‘Outrageous’: Israeli TV uses term ‘occupied Palestine’ in report on Galilee region

Arab affairs expert raises alarm over “outrageous” report broadcast on taxpayer-funded TV channel.

By World Israel News Staff

A taxpayer-funded Israeli TV news channel used the term “occupied Palestine” to refer to the northern Galilee region, which is within Israel’s 1967 borders, during a report last week.

Makan, an Arabic-language subsidiary of Kan, broadcast a report on August 3rd regarding a car accident in the Upper Galilee region.

A military vehicle overturned on a road near Kibbutz Margaliot in northern Israel, near the Blue Line border with Lebanon. Several soldiers were injured in the incident, though not seriously, and transported to nearby Ziv Medical Center in Tzfat.

Both the accident itself and the hospital to which the soldiers were evacuated are within Israeli territory, specifically the Galilee region, which was included in the country’s 1948 establishment.

However, Makan chose to report that the incident had occurred in “Occupied northern Palestine,” a highly politicized choice of words that was noted by Arab affairs expert Dr.
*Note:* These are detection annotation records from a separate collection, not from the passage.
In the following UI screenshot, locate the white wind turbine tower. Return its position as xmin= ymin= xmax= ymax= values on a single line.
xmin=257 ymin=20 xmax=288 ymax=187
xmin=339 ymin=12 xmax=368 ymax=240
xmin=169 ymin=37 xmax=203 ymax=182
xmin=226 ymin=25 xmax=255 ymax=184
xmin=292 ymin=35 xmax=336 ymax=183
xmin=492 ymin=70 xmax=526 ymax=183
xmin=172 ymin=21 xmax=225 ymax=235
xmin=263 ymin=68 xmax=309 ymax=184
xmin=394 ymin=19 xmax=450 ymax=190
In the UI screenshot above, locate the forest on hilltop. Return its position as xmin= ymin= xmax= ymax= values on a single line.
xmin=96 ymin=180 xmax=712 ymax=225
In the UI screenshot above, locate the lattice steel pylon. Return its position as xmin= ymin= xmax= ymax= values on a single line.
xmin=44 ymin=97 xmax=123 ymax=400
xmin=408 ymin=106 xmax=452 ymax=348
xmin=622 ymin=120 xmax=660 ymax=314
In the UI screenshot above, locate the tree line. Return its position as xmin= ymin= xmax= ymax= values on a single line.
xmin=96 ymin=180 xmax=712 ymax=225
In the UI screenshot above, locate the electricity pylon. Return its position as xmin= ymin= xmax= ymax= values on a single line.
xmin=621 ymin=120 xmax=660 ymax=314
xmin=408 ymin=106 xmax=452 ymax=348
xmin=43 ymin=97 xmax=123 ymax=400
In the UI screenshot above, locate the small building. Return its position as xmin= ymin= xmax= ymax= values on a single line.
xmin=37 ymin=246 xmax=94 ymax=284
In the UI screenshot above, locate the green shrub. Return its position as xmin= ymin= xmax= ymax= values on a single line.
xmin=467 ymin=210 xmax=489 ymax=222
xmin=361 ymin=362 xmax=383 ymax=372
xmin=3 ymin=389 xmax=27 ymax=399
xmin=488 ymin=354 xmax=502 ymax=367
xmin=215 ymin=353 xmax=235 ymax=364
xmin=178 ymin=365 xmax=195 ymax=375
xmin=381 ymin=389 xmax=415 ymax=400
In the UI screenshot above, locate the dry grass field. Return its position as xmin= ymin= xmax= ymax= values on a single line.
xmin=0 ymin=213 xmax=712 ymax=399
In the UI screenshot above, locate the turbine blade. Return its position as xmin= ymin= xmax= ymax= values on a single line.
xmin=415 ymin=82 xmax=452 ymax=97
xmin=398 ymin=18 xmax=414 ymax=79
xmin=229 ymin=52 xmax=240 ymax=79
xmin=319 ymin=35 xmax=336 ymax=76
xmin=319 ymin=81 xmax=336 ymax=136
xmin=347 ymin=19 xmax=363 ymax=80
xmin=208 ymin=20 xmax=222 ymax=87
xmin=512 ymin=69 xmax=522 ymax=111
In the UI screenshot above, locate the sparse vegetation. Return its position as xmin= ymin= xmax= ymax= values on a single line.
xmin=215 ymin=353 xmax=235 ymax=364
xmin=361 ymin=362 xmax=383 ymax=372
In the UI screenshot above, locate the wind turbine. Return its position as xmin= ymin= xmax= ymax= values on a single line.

Edy Cohen.

“This crosses red lines,” Cohen wrote on his Twitter account, along with a screenshot of the report on Makan’s website highlighting the use of the term.

Cohen said that the “outrageous report” calling northern Israel occupied territory is “crazy, crazy, crazy,” and noted that the station is directly funded by the Israeli government and taxpayers.

“This is how the voice of Israel speaks about the state,” he wrote.

Cohen referenced comments several weeks ago from Communications Minister Shlomo Karhi, who expressed concerns over staunchly left-wing perspectives being presented as fact on the public television channel.

“It seems that Kan’s management wasn’t affected by Minister Karhi’s letter [about left-wing bias in their reporting],” Cohen wrote.

Shai Glick, CEO of the right-wing B’Tzalmo NGO, demanded an investigation into Makan.

“Anyone who calls the State of Israel an ‘occupied’ country has no place in the Israeli Public Broadcasting Corporation but should find employment on Al Jazeera or on Hezbollah’s TV channel,” he said in a statement to Hebrew-language media.

“All those involved in this serious incident should be suspended, and if the ‘Occupied Palestine’ wording is found to be deliberate, they should be fired at once,” he added.

In response, Kan 11 said that “the sentence was changed as soon as we received the complaint, and the issue is under investigation by the corporation’s ombudsman.”